Die Österreichische Offiziersgesellschaft hat schon in ihrer auf der außerordentlichen Delegiertenversammlung vom 24.11.2012 beschlossenen Position hierzu unter anderem Nachstehendes ausgeführt: „Die erforderliche Dichte der territorialen Sicherung und die Nachhaltigkeit ihres Einsatzes verlangen eine breit angelegte territoriale Struktur unter Abstützung auf die Militärkommanden mit einer Truppenstärke von mindestens 35.000 Milizsoldaten für den Schutz der Bevölkerung im Rahmen der derzeit vorgesehenen Gesamtstärke des Bundesheeres von 55.000 Soldaten.“ Abgesehen davon, dass zusätzlich Verantwortlichkeiten die präsenten Verbände weiter belasten würden, bleibt die Sorge, dass präsente Verbände einen gänzlich andern Zugang zur Miliz haben, als die Militärkommanden. Im OG-Positionspapier ist klar definiert, dass „für die Erfordernisse einer militärischen Sicherung des eigenen Territoriums vor subkonventionellen Bedrohungen auf territorialer Basis flächendeckende territoriale Sicherungskräfte vorzusehen sind.
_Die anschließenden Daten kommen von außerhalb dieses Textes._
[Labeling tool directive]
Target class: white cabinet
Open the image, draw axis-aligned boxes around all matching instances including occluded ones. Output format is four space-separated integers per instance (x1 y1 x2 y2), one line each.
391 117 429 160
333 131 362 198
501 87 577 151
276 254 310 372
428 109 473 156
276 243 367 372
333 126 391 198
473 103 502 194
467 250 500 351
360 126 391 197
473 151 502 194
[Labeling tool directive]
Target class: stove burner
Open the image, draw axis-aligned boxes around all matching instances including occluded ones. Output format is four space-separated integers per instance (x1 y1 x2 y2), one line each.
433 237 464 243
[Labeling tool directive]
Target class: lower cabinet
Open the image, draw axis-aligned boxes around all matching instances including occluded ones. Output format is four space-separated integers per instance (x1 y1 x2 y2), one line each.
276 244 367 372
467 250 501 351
Damit wird der Auftrag des Gesetzgebers zur militärischen Landesverteidigung auch unter veränderten Bedingungen erfüllt. Diese territorialen Sicherungskräfte sollten neben Übungen erst im Bedarfsfall als Milizkräfte aufgeboten werden und ansonsten lediglich aus Ausbildungs- und Mobilmachungsbasen bestehen. Mit ihnen soll die Überwachung des Staatsgebietes, der Schutz der Bevölkerung und ihrer lebenswichtigen Infrastruktur sowie das Reaktionsvermögen auf drohende oder stattgefundene Angriffe mit örtlich durchsetzungsfähigen Teilen sichergestellt werden.“ Und über diese territorialen Sicherungskräfte hinaus „sind Brigaden mit beordertem Milizanteil vorzusehen, um Führungs-, Präsenz-, Aufwuchs- und Ausbildungsfähigkeit auch in Zukunft sicherstellen zu können.“ Ein ebenfalls immer wieder auftauchendes Hinterfragen der selbstständig strukturierten Milizverbände kann ohne eigentliche Folgebeurteilung zu ÖBH 2010 und der dort festgeschriebenen Forderung von 55.000 Mann Mobilmachungsstärke überhaupt nicht nachvollzogen werden. So bleibt zu hoffen, dass die richtigen Entscheidungen getroffen werden, die Offiziersgesellschaft wird den Prozess genau beobachten.